Страница 10 из 32
— Граждане! Будьте спокойны! Концерт продолжаться не будет. Приготовьте ваши документы.
…Так закончился последний концерт Вертинского в Москве. Все это очень напоминало прощание с прошлым, безвозвратно канувшим в Лету, с прошлым России ладана, эполет и декадентских рыданий»[14].
Вертинский не понимал всего значения Октябрьской революции, был далек от марксизма. Вместе с тем ему чужды монархические идеалы белого офицерства. В отличие от тех эстрадных куплетистов, которые изощрялись в грязных нападках на большевиков, лично на В. И. Ленина, объявленного белогвардейской пропагандой шпионом кайзера, он внимательно и трезво присматривался к революционным переменам. Он презирал Скоропадского, продавшего Украину немецким оккупантам. Исполняя свою песню о погибших юнкерах, он мечтал способствовать прекращению кровопролития, установлению мира.

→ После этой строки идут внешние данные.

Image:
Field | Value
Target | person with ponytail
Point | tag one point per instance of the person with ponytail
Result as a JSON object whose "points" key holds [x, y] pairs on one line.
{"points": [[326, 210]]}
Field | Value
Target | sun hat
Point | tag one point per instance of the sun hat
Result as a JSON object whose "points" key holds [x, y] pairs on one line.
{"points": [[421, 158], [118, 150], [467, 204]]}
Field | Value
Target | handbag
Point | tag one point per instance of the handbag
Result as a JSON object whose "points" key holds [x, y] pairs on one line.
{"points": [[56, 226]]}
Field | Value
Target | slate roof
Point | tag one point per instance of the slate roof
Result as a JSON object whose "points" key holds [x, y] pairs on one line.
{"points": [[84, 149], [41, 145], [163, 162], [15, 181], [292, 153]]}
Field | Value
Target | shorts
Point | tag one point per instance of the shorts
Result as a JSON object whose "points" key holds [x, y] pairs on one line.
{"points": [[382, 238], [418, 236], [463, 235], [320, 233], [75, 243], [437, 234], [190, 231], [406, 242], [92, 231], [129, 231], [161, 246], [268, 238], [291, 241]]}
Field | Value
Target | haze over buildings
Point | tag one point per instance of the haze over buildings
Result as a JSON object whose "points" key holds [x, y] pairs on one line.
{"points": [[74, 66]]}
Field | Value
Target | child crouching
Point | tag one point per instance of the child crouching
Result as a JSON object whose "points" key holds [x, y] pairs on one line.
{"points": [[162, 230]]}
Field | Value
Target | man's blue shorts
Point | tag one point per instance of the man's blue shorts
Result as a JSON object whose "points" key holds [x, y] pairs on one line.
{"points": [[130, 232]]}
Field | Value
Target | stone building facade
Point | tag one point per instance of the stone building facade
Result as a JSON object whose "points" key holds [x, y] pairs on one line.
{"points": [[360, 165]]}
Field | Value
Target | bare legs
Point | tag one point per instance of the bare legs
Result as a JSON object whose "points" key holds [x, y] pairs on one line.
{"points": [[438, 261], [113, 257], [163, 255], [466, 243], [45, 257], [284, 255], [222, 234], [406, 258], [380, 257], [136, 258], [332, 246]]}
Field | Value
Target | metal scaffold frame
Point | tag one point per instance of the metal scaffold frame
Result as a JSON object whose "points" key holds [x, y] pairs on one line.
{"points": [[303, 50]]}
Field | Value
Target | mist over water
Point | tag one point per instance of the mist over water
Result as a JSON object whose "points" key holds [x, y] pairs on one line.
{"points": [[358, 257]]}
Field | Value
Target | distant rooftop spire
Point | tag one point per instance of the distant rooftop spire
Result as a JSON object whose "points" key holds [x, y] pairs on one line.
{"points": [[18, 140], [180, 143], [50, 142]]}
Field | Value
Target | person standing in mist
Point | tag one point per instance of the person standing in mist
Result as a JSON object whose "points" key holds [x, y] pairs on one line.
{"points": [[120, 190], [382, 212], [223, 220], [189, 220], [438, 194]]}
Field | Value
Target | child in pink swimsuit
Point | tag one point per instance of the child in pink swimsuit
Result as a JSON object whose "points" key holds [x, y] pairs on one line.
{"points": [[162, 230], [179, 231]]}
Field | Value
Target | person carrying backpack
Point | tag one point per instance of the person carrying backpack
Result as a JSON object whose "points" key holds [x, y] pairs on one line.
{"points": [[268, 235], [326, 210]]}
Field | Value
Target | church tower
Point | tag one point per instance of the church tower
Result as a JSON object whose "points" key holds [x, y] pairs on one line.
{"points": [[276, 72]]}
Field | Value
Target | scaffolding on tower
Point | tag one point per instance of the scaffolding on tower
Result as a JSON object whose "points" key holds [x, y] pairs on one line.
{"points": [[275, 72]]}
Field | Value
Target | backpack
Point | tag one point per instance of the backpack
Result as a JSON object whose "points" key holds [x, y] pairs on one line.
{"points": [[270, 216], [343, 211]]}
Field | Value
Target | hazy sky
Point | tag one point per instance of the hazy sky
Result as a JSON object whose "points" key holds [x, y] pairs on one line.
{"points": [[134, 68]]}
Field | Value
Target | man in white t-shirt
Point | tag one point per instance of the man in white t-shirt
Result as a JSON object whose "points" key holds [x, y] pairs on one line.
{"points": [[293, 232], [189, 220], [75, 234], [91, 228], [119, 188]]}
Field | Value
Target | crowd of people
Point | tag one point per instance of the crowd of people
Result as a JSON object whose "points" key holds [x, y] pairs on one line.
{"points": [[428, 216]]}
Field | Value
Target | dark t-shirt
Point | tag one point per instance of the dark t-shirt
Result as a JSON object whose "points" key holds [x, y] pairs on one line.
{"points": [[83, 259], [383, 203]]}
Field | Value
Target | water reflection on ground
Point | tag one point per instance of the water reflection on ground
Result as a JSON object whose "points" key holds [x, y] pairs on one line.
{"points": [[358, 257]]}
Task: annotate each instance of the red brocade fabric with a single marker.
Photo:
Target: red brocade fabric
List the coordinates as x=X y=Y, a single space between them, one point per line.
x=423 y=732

К. Паустовский слышал «Юнкеров» зимой 1918 года в Киеве в зале литературно-артистического общества. Когда артист спел слова «…И швырнула в священника обручальным кольцом», исполнение было прервано (и Паустовский посчитал, что ими песня завершается), поскольку начался скандал. «Пьяный офицер, сидевший за дальним столиком, тупо крикнул:
— Пой «Боже, царя храни»!
Поднялся шум. …Вертинский сильно ударил по клавишам и поднял руку. Сразу все стихло.
— Господа, — произнес ясно и надменно Вертинский. — Это просто бездарно!

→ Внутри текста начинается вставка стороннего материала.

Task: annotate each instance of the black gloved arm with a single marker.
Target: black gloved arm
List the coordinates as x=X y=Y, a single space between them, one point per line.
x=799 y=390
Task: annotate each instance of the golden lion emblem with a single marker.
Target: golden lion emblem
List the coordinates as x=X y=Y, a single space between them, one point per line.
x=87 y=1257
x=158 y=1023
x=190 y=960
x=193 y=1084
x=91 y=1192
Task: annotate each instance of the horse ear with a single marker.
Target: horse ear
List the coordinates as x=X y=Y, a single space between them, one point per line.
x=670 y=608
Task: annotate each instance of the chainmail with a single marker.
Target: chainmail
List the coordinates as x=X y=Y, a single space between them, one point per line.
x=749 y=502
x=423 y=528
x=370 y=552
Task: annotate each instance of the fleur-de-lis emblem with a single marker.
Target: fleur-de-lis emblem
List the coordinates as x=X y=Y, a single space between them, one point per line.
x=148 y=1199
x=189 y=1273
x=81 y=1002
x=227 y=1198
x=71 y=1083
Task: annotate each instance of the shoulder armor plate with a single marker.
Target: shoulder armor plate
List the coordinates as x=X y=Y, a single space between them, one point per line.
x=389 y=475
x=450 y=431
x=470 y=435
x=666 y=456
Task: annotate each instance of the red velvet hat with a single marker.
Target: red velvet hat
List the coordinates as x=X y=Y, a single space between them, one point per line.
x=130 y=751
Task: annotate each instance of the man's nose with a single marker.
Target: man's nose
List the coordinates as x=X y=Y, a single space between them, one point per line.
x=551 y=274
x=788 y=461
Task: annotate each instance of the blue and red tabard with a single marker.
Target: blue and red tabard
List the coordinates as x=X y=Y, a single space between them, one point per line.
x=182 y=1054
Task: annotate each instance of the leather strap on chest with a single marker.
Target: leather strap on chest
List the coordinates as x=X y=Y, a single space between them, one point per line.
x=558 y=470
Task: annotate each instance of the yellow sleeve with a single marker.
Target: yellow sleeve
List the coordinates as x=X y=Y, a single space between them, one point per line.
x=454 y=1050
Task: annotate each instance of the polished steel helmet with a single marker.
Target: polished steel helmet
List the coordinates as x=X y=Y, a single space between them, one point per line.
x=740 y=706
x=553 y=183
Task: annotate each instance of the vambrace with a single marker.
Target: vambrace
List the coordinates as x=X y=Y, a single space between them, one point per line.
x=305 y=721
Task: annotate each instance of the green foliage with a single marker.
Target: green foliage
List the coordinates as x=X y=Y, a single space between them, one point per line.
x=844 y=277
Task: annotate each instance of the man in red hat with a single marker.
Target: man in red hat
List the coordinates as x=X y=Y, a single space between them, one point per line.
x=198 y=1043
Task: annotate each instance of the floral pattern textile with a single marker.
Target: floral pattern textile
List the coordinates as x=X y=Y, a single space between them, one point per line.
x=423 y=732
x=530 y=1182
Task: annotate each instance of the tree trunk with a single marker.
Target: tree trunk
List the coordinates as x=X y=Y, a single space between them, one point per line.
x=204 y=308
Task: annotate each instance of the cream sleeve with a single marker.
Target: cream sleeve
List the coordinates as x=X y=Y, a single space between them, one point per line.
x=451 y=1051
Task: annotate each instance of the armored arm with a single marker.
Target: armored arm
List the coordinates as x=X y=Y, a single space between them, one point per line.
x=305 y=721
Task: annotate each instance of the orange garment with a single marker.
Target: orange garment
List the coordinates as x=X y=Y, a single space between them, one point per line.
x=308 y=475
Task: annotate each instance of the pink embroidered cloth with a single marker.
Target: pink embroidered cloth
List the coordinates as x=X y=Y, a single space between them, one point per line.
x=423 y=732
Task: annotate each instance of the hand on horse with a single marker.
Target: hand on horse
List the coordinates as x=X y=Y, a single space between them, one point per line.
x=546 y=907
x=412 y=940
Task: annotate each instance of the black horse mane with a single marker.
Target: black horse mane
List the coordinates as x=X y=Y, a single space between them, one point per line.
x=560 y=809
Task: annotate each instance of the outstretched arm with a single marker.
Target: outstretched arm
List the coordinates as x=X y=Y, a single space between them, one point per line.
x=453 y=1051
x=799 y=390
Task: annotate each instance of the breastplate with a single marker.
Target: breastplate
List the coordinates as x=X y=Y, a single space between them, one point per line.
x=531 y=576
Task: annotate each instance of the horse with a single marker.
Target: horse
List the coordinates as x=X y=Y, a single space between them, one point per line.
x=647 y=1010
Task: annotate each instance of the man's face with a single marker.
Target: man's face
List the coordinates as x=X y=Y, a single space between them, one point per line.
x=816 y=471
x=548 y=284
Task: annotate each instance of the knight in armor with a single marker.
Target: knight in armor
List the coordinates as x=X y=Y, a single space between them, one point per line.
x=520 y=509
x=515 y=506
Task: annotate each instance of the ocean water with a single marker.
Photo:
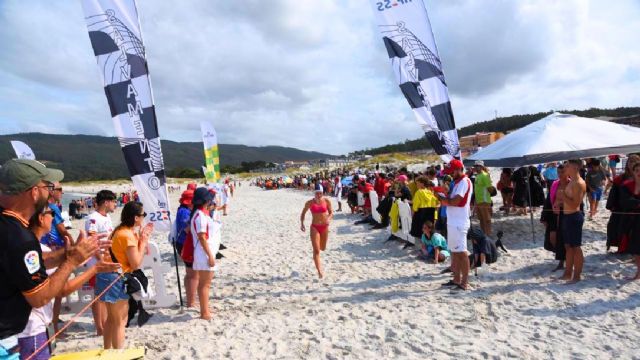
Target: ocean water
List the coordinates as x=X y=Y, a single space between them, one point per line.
x=67 y=197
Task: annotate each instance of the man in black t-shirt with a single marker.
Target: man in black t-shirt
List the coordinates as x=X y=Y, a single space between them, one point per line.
x=25 y=187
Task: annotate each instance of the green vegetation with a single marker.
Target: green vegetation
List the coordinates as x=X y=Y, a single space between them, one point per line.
x=88 y=157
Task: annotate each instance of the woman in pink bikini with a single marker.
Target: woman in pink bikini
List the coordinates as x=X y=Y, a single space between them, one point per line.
x=321 y=213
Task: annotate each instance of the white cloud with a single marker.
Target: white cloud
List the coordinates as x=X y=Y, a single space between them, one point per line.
x=314 y=74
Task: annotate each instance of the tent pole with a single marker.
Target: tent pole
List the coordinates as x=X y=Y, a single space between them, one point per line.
x=533 y=232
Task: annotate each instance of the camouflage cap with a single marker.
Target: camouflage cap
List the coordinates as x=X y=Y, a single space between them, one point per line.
x=19 y=175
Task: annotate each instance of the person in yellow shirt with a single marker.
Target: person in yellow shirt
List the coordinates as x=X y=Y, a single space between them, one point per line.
x=425 y=206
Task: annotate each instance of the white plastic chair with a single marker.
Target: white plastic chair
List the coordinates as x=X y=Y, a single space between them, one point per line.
x=405 y=220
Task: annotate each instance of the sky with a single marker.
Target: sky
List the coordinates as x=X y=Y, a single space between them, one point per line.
x=315 y=74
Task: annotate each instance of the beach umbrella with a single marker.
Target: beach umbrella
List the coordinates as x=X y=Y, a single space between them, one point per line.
x=559 y=137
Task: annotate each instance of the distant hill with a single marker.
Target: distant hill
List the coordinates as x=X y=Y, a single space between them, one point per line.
x=501 y=124
x=88 y=157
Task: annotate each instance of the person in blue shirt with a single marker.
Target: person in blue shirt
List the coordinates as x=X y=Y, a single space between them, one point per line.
x=183 y=234
x=434 y=245
x=56 y=239
x=550 y=174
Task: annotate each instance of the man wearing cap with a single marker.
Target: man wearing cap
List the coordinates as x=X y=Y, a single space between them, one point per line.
x=25 y=187
x=458 y=223
x=405 y=193
x=482 y=196
x=182 y=235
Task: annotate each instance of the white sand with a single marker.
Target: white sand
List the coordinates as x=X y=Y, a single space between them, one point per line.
x=379 y=302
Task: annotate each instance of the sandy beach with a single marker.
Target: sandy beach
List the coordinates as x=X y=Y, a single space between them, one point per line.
x=378 y=301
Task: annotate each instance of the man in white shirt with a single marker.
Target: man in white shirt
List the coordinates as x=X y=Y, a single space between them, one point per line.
x=99 y=222
x=458 y=223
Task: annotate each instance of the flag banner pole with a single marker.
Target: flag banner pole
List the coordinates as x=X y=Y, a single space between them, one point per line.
x=116 y=38
x=23 y=151
x=406 y=32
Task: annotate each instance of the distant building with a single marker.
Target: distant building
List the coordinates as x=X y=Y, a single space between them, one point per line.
x=472 y=143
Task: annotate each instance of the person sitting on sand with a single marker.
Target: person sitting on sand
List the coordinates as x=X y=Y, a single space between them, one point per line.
x=573 y=220
x=424 y=207
x=129 y=244
x=458 y=223
x=434 y=245
x=321 y=213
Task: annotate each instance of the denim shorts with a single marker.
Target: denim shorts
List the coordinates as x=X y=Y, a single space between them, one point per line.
x=116 y=293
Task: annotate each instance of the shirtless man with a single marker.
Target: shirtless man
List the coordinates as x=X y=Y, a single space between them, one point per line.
x=571 y=198
x=321 y=213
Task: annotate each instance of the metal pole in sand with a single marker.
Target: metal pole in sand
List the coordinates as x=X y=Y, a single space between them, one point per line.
x=175 y=258
x=533 y=231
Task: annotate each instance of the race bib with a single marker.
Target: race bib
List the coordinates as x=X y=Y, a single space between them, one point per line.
x=32 y=261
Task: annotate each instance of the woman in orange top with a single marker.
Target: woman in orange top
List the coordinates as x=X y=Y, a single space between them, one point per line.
x=129 y=244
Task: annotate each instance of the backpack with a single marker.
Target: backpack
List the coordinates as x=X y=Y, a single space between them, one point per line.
x=493 y=257
x=187 y=251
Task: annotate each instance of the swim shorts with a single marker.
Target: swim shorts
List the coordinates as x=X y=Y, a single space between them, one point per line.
x=572 y=229
x=117 y=292
x=457 y=238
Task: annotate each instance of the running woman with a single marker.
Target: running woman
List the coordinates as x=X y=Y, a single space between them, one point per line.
x=321 y=215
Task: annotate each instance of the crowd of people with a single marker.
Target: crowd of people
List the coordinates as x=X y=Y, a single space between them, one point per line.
x=444 y=198
x=39 y=253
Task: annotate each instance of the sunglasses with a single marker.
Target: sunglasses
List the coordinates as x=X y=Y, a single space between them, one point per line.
x=49 y=187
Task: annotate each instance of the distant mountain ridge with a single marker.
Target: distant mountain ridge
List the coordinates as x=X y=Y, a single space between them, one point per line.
x=91 y=157
x=501 y=124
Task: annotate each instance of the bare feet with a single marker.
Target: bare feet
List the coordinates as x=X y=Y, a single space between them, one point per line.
x=559 y=267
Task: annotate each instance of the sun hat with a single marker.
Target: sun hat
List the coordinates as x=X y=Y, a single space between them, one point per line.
x=187 y=197
x=18 y=175
x=201 y=196
x=456 y=164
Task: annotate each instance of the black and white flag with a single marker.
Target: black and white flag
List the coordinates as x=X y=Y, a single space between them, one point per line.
x=114 y=31
x=408 y=38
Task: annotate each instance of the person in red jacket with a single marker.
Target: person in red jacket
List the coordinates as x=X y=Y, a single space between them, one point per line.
x=381 y=185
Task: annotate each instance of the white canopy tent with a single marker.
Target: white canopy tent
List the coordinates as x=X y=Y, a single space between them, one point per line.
x=559 y=137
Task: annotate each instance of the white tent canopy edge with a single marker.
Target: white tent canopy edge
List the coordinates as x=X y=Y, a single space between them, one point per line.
x=559 y=137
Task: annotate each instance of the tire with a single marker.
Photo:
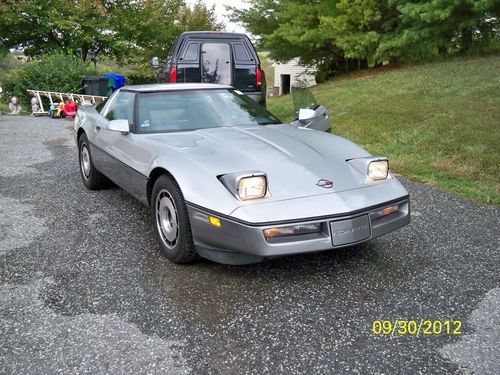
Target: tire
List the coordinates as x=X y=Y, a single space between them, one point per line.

Он повернулся и медленно ушел со сцены».
Впрочем, в записках Паустовского гораздо более интересно иное. Писатель, помнивший Вертинского еще со времен учебы в киевской гимназии и хорошо знавший обстановку на Украине, дает песне о юнкерах совершенно конкретное и недвусмысленное толкование: «Он пел о юнкерах, убитых незадолго до этого под Киевом в селе Борщаговке, о юношах, посланных на верную смерть против опасной банды». Гнев артиста, преисполненного жалости к безусым мальчикам-мертвецам, направлен против их убийц, против фанатичных офицеров и «утомленных зрителей» в дорогих шубах, против ханжи-священника, в которого безутешная мать швырнула кольцом.

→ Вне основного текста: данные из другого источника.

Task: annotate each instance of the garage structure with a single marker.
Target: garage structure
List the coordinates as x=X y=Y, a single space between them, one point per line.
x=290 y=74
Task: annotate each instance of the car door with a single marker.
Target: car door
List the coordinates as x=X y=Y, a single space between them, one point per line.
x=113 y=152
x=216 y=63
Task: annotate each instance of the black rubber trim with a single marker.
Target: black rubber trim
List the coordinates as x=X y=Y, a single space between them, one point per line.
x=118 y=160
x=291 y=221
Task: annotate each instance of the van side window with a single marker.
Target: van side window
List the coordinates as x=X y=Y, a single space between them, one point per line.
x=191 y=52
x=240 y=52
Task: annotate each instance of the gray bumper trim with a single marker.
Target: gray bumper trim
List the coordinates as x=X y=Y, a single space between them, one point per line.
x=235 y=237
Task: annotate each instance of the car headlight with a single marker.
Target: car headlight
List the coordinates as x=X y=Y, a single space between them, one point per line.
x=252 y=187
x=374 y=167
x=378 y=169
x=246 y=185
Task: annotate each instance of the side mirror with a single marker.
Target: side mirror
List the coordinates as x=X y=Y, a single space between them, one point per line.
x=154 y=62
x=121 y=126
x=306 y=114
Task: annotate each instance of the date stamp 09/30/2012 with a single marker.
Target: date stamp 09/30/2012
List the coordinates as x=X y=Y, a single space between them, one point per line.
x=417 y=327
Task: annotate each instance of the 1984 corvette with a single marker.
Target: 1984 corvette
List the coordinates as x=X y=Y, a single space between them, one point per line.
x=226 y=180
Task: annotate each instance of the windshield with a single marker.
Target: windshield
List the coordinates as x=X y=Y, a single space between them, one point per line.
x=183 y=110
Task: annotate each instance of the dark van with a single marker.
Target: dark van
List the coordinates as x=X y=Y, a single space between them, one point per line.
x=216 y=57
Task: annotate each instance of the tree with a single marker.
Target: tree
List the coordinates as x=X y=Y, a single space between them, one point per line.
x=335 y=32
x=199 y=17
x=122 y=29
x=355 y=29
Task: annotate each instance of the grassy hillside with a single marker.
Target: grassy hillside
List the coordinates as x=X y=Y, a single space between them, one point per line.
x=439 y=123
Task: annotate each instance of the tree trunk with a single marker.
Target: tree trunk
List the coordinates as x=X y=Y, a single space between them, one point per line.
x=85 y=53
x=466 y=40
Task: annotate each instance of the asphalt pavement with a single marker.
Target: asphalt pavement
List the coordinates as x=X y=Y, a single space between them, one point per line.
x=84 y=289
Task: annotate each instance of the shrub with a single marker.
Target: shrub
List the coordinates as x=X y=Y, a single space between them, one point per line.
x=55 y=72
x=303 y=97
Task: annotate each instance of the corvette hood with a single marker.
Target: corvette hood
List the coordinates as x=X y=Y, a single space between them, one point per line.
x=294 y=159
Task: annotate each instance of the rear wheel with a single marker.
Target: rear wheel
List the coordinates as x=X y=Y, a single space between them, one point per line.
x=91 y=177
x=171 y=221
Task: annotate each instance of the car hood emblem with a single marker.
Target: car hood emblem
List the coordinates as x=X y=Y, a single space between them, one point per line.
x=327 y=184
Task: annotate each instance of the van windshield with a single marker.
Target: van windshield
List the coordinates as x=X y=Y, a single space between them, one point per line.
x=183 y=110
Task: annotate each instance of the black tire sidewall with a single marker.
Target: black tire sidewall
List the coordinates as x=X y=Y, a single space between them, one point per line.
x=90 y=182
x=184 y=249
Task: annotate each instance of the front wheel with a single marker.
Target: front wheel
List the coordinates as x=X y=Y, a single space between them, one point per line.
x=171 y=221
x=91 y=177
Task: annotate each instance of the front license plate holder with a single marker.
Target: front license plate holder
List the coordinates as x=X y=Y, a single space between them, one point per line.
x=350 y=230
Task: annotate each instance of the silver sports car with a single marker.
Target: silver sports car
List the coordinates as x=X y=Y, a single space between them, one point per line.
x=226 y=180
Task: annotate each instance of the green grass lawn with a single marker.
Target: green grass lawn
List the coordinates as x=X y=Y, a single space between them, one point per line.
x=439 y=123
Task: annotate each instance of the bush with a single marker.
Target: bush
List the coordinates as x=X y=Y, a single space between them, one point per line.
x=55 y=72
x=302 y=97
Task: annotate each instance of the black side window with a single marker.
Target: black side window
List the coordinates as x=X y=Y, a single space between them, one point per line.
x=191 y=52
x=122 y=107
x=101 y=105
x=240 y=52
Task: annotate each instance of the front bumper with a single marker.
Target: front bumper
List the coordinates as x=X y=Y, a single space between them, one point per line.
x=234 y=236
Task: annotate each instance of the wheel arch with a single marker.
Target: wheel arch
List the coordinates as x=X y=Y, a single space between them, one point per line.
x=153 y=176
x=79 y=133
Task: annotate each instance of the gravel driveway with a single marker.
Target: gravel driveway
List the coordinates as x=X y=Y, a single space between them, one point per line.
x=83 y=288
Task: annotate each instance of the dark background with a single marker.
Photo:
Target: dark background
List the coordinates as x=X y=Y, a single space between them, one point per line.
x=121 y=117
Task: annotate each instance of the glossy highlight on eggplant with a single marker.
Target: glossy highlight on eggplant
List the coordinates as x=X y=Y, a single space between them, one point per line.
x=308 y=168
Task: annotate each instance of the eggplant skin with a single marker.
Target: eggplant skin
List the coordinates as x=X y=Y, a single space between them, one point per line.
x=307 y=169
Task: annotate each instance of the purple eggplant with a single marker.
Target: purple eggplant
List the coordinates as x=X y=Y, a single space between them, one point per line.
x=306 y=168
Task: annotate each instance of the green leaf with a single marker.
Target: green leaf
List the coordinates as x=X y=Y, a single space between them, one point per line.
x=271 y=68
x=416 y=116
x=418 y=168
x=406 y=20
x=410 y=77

Сторонникам же белогвардейщины было выгодно интерпретировать песню в антибольшевистском духе. В ход была пущена версия о якобы имевшем место расстреле большевиками всего личного состава юнкерской школы в Киеве, давшем материал для песни известного артиста. Не менее расхожей была иная версия, согласно которой песня была создана в Москве в октябрьские дни 1917 года и в ней говорится о юнкерах, павших во время уличных боев с боевыми дружинами большевиков. Такой версии придерживался И. Шнейдер: «В большой церкви Вознесения на Никитской, где Пушкин обвенчался с Натальей Гончаровой, стояло 300 гробов и шло отпевание юнкеров, выступивших против народа и убитых на улицах Москвы. Их похоронили на одном из московских кладбищ.
Пошли трамваи, открылись магазины и театры. В Петровском театре миниатюр Вертинский пел каждый вечер свою новую песенку об этих трехстах юнкерах и гробах»[15].
И. Шнейдер принадлежал к типу людей, знавших все закулисные секреты театрального мира Москвы. Он к тому же был хорошо знаком с Вертинским и мог получить информацию непосредственно у него. Сам артист в мемуарах «Дорогой длинною» (писались в конце 30-х — начале 40-х годов) утверждал: «Вскоре после октябрьских событий я выпустил песню «То, что я должен сказать». Написана она была под впечатлением смерти московских юнкеров, на похоронах которых я присутствовал.
Песня прозвучала сильно. В публике многие плакали, закрывая лицо руками. В нотных магазинах, быстро изданная предприимчивым Андржеевским, она расходилась в невероятном количестве экземпляров. Я пел ее ежедневно».
Разумеется, только один Вертинский достоверно знал, где, когда и по какому поводу создавалась песня. С другой стороны, его мемуары отличаются обилием неточностей. Так, вспоминая о дне 25 октября 1917 года, он утверждает, что это был для него не только день Октябрьской революции, но и день большого праздника — первого бенефиса! Между тем его первый бенефис, судя по объявлениям в «Рампе и жизни», состоялся еще в начале февраля 1917 года, а следующий — 27 октября[16].
Вообще накануне его въезда в Советскую страну Вертинский пытался создать впечатление, что начальный период правления большевиков был для него как артиста чрезвычайно удачным: он пел якобы без помех, к нему благоволила московская пресса и т. п. Чем же тогда объяснить, что новый 1918 год он встретил на белогвардейском юге?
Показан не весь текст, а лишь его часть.